RECOVERY PRIORITY ORDER
1. [System] — Business impact if down: [description]
2. [System] — Business impact if down: [description]

RECOVERY PROCEDURES
--- File-Level Recovery ---
1. Open Backups console → Catalog → [device]
2. Select snapshot from [date/time]
3. Restore to [target path] on [target device]
4. Verify with [application team / end user]

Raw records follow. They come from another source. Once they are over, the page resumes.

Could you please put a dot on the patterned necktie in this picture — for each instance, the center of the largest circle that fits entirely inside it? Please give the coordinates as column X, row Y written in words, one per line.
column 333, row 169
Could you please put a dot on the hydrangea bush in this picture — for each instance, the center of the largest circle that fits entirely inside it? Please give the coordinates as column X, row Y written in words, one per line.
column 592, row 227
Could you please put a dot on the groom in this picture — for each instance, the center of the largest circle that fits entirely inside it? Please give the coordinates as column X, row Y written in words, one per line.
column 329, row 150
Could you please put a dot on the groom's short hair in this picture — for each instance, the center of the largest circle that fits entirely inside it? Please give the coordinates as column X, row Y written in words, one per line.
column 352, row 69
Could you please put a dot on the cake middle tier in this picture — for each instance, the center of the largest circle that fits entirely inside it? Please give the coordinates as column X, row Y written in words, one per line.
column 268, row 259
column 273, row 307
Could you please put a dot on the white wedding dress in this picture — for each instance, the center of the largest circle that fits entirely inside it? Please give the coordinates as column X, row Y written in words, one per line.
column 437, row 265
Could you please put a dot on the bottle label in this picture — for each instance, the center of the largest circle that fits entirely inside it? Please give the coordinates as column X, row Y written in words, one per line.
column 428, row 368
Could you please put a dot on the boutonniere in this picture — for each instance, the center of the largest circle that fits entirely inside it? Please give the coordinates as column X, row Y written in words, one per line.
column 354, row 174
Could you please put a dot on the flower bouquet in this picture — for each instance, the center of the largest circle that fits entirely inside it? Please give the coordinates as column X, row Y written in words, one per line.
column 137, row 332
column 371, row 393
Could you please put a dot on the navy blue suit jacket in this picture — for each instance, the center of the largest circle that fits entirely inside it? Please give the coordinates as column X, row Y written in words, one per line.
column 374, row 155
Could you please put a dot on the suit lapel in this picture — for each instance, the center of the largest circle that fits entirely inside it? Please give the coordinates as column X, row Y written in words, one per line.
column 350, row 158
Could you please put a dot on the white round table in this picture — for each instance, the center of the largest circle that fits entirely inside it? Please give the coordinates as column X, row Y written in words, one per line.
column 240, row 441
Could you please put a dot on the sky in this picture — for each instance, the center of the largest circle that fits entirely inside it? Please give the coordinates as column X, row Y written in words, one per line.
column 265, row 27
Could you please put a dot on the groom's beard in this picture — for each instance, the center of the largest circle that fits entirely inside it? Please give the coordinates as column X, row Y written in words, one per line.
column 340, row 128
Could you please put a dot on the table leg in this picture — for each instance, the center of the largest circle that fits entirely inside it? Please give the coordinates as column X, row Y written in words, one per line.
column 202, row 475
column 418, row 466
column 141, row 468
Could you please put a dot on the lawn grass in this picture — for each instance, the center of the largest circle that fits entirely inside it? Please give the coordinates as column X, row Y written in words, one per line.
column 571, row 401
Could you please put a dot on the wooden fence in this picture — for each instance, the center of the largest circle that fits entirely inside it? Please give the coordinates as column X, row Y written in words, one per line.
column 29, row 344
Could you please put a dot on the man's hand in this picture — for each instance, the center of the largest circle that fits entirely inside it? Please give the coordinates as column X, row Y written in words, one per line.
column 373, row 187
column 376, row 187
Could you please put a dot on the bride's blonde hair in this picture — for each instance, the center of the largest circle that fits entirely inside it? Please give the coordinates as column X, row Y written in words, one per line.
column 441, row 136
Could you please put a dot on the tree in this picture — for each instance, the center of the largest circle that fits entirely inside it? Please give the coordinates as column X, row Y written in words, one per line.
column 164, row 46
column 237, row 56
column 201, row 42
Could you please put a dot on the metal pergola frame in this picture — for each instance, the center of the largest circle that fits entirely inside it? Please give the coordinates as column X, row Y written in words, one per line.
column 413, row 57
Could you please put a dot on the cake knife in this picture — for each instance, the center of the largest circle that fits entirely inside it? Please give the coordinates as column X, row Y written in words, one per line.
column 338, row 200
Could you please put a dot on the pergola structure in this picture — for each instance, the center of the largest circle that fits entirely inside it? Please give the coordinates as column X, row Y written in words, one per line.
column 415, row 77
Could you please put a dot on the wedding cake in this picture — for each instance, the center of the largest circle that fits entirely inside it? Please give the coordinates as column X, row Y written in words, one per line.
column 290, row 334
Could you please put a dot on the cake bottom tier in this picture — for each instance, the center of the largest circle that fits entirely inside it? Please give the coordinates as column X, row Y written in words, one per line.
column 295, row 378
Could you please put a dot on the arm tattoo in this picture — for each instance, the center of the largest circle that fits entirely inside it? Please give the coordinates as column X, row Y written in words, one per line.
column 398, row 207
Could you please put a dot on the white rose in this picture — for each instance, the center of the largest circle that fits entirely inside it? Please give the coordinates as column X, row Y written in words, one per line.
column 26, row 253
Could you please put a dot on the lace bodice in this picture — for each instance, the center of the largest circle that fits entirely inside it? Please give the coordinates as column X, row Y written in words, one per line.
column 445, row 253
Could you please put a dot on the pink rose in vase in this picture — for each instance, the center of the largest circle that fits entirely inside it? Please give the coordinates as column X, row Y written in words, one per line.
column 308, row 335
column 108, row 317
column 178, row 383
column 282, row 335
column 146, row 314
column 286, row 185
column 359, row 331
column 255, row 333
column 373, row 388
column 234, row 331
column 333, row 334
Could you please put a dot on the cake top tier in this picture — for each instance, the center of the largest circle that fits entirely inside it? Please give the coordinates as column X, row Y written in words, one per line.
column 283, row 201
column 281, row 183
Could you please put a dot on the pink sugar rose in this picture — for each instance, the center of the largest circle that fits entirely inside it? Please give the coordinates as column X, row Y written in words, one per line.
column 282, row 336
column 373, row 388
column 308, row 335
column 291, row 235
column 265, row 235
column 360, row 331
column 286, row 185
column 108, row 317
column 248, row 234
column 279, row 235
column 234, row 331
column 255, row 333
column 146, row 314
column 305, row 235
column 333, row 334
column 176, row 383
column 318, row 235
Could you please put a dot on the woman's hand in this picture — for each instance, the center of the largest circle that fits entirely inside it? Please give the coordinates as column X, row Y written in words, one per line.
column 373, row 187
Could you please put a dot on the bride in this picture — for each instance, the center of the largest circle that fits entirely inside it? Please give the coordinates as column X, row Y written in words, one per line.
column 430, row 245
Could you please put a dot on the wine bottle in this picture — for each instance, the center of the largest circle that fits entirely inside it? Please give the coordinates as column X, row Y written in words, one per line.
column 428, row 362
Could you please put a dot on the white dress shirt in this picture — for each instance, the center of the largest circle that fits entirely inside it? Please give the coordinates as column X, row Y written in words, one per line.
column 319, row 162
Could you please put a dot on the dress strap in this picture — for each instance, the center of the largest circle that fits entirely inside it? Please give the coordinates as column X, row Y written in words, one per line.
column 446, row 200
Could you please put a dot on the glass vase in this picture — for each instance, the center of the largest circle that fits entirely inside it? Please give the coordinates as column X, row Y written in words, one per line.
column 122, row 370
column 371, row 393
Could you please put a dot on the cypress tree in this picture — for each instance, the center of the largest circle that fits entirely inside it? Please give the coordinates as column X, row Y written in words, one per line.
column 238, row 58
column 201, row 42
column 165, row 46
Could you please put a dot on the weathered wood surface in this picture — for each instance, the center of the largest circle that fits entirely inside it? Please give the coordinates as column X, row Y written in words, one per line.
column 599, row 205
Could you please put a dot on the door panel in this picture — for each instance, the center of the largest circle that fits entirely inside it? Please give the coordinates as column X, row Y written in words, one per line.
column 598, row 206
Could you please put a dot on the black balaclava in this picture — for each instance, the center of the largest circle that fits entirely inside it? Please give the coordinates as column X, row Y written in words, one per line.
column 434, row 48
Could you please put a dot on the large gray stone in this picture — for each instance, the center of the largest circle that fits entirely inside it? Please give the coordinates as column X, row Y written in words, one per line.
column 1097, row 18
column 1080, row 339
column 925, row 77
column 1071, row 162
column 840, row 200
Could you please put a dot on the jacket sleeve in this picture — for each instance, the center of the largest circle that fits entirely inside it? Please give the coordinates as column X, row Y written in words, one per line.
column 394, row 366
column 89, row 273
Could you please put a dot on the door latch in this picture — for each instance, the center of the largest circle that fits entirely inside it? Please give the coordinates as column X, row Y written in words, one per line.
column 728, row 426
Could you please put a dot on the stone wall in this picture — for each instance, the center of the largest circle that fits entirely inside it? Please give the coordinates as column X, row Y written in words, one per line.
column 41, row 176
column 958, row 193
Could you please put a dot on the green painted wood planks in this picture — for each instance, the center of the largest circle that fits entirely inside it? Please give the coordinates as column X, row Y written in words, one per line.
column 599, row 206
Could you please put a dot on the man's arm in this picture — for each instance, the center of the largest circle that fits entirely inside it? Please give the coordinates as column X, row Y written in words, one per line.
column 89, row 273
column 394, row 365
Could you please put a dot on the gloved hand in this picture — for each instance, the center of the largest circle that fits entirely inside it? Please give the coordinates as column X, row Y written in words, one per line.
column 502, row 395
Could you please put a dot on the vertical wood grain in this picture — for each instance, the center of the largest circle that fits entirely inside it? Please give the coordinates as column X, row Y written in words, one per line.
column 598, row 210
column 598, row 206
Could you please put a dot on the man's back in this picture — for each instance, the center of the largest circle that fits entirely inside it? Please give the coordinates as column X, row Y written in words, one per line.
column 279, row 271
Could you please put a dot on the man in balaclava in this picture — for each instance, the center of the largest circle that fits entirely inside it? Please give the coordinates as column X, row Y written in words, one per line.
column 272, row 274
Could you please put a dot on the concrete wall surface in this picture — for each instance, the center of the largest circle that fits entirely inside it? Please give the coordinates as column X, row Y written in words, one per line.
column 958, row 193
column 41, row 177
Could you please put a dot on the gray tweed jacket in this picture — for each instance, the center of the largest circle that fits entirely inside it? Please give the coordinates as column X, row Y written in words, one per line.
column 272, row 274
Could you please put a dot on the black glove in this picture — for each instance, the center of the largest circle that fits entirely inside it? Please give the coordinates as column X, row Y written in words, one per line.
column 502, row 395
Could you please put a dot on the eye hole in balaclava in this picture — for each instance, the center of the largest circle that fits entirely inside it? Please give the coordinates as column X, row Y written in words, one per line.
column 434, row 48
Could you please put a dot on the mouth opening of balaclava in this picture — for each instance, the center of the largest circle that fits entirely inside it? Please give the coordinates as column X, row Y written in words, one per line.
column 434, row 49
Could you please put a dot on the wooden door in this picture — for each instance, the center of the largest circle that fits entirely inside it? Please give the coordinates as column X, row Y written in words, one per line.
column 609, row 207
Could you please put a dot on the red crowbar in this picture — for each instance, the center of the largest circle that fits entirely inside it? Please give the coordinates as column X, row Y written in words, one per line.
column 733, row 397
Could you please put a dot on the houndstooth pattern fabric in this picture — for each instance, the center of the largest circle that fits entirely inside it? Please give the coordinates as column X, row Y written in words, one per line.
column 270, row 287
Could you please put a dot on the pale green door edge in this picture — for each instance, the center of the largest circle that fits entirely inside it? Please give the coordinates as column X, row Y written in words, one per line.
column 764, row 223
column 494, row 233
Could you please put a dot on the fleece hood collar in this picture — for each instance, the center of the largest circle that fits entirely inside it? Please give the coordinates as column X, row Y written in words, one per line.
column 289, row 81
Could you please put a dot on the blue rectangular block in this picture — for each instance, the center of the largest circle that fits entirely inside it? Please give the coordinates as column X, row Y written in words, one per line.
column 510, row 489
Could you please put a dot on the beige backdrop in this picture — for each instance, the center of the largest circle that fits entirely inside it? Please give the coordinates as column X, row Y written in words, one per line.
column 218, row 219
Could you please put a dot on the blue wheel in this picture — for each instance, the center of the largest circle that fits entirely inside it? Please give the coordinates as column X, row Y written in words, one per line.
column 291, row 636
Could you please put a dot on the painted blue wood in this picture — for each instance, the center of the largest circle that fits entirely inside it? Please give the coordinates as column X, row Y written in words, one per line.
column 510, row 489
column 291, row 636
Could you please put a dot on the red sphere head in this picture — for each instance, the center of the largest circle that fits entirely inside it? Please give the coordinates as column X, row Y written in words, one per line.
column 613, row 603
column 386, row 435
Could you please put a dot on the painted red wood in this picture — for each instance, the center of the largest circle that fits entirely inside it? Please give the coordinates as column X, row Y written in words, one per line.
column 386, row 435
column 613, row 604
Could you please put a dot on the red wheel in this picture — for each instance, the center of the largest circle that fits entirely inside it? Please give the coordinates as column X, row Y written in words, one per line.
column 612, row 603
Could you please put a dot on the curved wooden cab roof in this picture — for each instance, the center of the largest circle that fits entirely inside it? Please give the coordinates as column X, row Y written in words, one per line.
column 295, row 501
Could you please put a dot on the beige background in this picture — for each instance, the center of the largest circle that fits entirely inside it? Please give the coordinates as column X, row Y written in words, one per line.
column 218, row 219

--- Server Recovery (Bare Metal) ---
1. Provision replacement hardware or create Azure VM
2. Boot from Backups rescue media (ISO from [location])
3. Connect to backup catalog for [device]
4. Restore full image from [snapshot date]
5. Boot and verify with [system owner]

--- SaaS Recovery (M365) ---
1. Open Backups console → SaaS → [connection name]
2. Browse → [user]
3. Restore All from [snapshot date]
4. Verify with [user]

CONTACTS
MSP escalation: [name] [phone]
Client IT contact: [name] [phone]
Vendor support: [vendor] [number]

LAST DR TEST RESULTS
Date: [date]
Devices tested: [N]
Pass: [N] | Fail: [N]
Notes: [any failures or observations]

Failure Response

If a DR test fails:

  1. Do not wait for the next scheduled test — investigate immediately
  2. Check the failure detail in the test report for the specific error
  3. Run a manual restore of the affected file or system to confirm the failure
  4. Common causes: see Troubleshooting
  5. After resolving the root cause, run another manual DR test to confirm the fix
  6. Update the DR test report status

A failed DR test means that if a real disaster occurred today, that device could not be recovered from backup. Treat this as a critical incident.